The generated files exist because a user reading modeling_roberta.py should not have to mentally trace through modeling_bert.py to understand how the model works. That was the original motivation for the single-file principle, and v5 preserves it. What changes is that contributors no longer write the flat file by hand. The duplication is generated rather than maintained.

This resolves a genuine tension in library design. The ergonomics of reading code and the ergonomics of writing code pull in opposite directions: reading benefits from everything in one place; writing benefits from expressing only what changes. Code generation lets the library have both.

What Changes for Contributors and Downstream Users

New model contributions added under the modular system automatically inherit future base class improvements without follow-up PRs. If the library adds a new attention backend to Llama, all models that inherit from it in their modular definitions will get it in the next generation pass. In v4, that improvement required a wave of separate PRs touching each downstream model.

For users, the visible API changes minimally. AutoModelForCausalLM.from_pretrained() and pipeline() work as before. The attn_implementation argument was already present in v4; in v5 it routes through the registry rather than selecting a subclass. The main breaking changes are the removal of TensorFlow and Flax backends, the removal of slow Python tokenizers in favor of the Rust-backed tokenizers library, and minimum requirements of Python 3.10 and PyTorch 2.4.

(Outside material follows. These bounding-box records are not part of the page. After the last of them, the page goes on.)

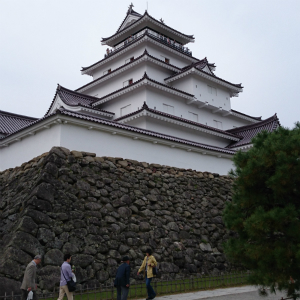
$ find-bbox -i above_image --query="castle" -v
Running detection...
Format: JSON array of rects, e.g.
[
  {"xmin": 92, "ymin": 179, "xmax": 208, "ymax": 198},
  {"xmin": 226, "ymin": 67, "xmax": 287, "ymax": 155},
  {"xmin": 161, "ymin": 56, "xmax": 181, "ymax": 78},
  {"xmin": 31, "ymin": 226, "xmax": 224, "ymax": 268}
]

The v5 changes are documented in the official blog post from December 2025. As of early 2026, the release is still in RC with paged attention APIs marked post-RC. The core modular system and AttentionInterface are considered stable, and models added since the December announcement have been absorbed without the mechanical copy-paste work that dominated v4 contributor cycles.

The library’s surface area is still large and the contributor experience still has rough edges. But the # Copied from annotation is gone, ~1,600 attention classes have been collapsed into a dispatch table, and new architectures can be expressed in thirty lines instead of three hundred. That is the kind of maintenance improvement that compounds over time.